Al Parlamento Europeo decidono, forse pure sull’onda di emozione provocata dalla decisione dell’eurodeputata Licia Ronzulli di andare a lavoro portandosi addosso la figlioletta di pochi mesi, di provare ad allungare i tempi di congedo per maternità o meglio di equiparare i tempi di congedo fra tutti i Paesi membri.
La proposta è: 20 settimane per le mamme a stipendio pieno (oggi in alcuni Paesi europei si sta a casa per 14 settimane, ma in Italia le venti le abbiamo già, seppure all’80% dello stipendio) e due settimane obbligatorie, a stipendio pieno, per il papà (oggi se il papà lo chiede può stare a casa per cinque mesi ma al 30% dello stipendio lordo).
Per ora se ne discute. Non si vedrà alcuna novità prima del 2011.
Ma mi chiedo: cosa cambierebbe in Italia se questa normativa venisse approvata? Quali sarebbero i vantaggi per la mamma e per il papà? La domanda sorge spontanea soprattutto leggendo questi dati Istat.

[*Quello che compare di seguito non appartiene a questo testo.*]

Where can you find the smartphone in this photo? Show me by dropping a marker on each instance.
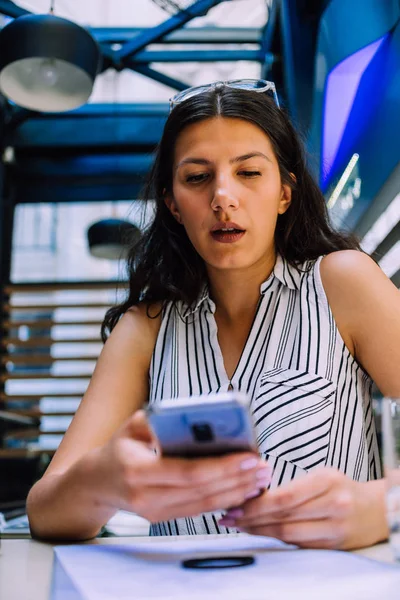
(208, 425)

La mia esperienza personale è questa.
Quando nacque nostro figlio, mio marito decise che voleva rimanere a casa per un mese. Le condizioni professionali lo permettevano e così fu. Ricordo che i suoi colleghi sorridevano e gli dicevano: “vedrai che alla fine non vedrai l’ora di venire a lavoro”.
Nostro figlio era un angelo. Mangiava e dormiva e alla fine per noi fu come una piccola vacanza. Insomma, mio marito se l’è cavata ed è tornato a lavorare dopo un mese soddisfatto di se stesso e quasi quasi con il pensiero che in fondo “cos’era tutto questo gran parlare di depressione post parto e difficoltà con un neonato”.
Sei mesi dopo la scena era un po’ diversa. Io mi barcamenavano tra un lavoro imprenditoriale, i sensi di colpa per essere dovuta tornare a lavoro dopo soli tre mesi dalla nascita del piccolo e un bel po’ di difficoltà. Lui lavorava a tempo pieno. Un giorno rimase a casa e arrivati alla sera, dopo una lunga sequenza di latte, lavoro, spesa, lavoro, lavatrici, stendo e stiro, lavoro, cacchina e vomitino, giochino e lavoro, pranzo e cena, mi ha guardato e ha detto la sacrosanta verità: “certo che tutta la giornata è difficile eh?”.
La mia esperienza mi porta a concludere che:
- bello permettere, anzi obbligare i padri, a stare a casa per due settimane dopo la nascita perché così si favorisce l’instaurarsi di un legame che non sia solo madre/figlio, ma anche padre/figlio, perché per una neomamma poter condividere l’ansia e le difficoltà dei primi tempi con il proprio compagno sarebbe molto utile, perché forse aiuterebbe anche la coppia ad affrontare meglio questo travolgente cambiamento;
- inutile cantare vittoria perché il punto non è questo: alla fine delle due settimane la maggior parte dei padri tornerà alla sua vita di sempre pensando che in fondo non è così difficile (se il bambino è un angioletto), oppure ringraziando il datore di lavoro perché l’obbligo è di sole due settimane (se il bambino è un diavoletto) e alla fine tutto o quasi tornerà come sempre:
la mamma impegnata in una folle corsa a tentare di far tutto, assolvere a tutti gli impegni, assecondare l’immagine che ha di sé stessa, tentare di riprendere il filo della propria vita, cercare di ricordarsi perché lavora, cercare di ricordarsi com’era la vita di prima, tenere a bada i sensi di colpa e, tra un affanno e l’altro, ripetersi come un mantra che in fondo…. “l’importante è il tempo di qualità”.